TBILISI, DFWatch–In a rare interview, former Prime Minister Bidzina Ivanishvili has criticized President Giorgi Margvelashvili for harming the country’s image.
Ivanishvili left politics after the presidential election in October, 2013. He said in an interview with Kviris Palitra that he thinks the government is really effective and the most effective person in the government is Prime Minister Irakli Gharibashvili.
But his assessment of Margvelashvili, whom he handpicked for the post, is that he became disappointed with him in March this year.
There has been some friction between the president and the prime minister since the split became apparent. One way this manifests itself is that the PM regularly tries to take away some of the president’s powers by going to parliament and amending some law.
Another sign of the division is that the president doesn’t seem to play by the government’s rules, but is going it alone. An example of the latter is Margvelashvili’s decision to attend a climate summit at the United Nations, despite a number of attempts by the government to persuade him not to go. Also the PM is attending the summit, so Georgia will be sending two delegations to the same summit.
In the exclusive interview, the ex-PM said he thinks that if Georgia is a parliamentary republic now, there shouldn’t be any question about who should attend a UN conference. He said that he has seen a list of who will attend the summit and from parliamentary republics it is mostly prime ministers.
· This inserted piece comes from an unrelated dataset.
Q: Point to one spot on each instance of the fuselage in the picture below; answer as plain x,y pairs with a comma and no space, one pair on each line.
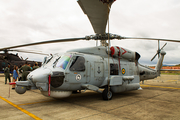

“The meeting from which he [Margvelashvili] got an invitation is a low rank meeting. By the way, last year [Foreign Minister] Panjikidze was also invited to the Climate Change summit, but she didn’t want to go,” Ivanishvili remembered. “[Deputy Foreign Minister] Zalkaliani should have gone, but in the end Panjikidze went there, as she had other business there too, but no-one thought to tell me to go or the president to go there. This is reality.”
He said he thinks that ‘it won’t be beautiful’ to send two delegations from one poor country, but ‘this man’ continues the competition.
“Isn’t it really simple to see that it is the prerogative of the PM to go there?” he says, adding that a conflict between the president and the PM is will benefit the opposition.
Margvelashvili sees the government as a ‘competitor’, he claimed, and tries to interfere with them, which in the end harms the image of the country. Ivanishvili said he thinks the real competitors are unemployment, territorial integrity issue and foreign policy.
Again, Ivanishvili recalled Margvelashvili’s decision to move the government office into the president’s palace, which was built by Saakashvili. He criticized the move earlier.
“The government is not guilty when he moved into the palace of the president and never asked any member of the coalition anything, when he knew their negative attitude and he also had a negative attitude to it,” he said. “He barely decided not to veto the draft which he hadn’t even read, didn’t remove status of ‘top secret’ for the Prosecutor’s Office for a month.”
Generally speaking about the executive government, the ex-PM said he thinks it is effective, especially the PM.
Ivanishvili, who brought together the Georgian Dream coalition and in fact formed the whole government, remained prime minister for about a year and then left, but many people think he still remains the real decision-maker in the country and is controlling the government from behind the scenes.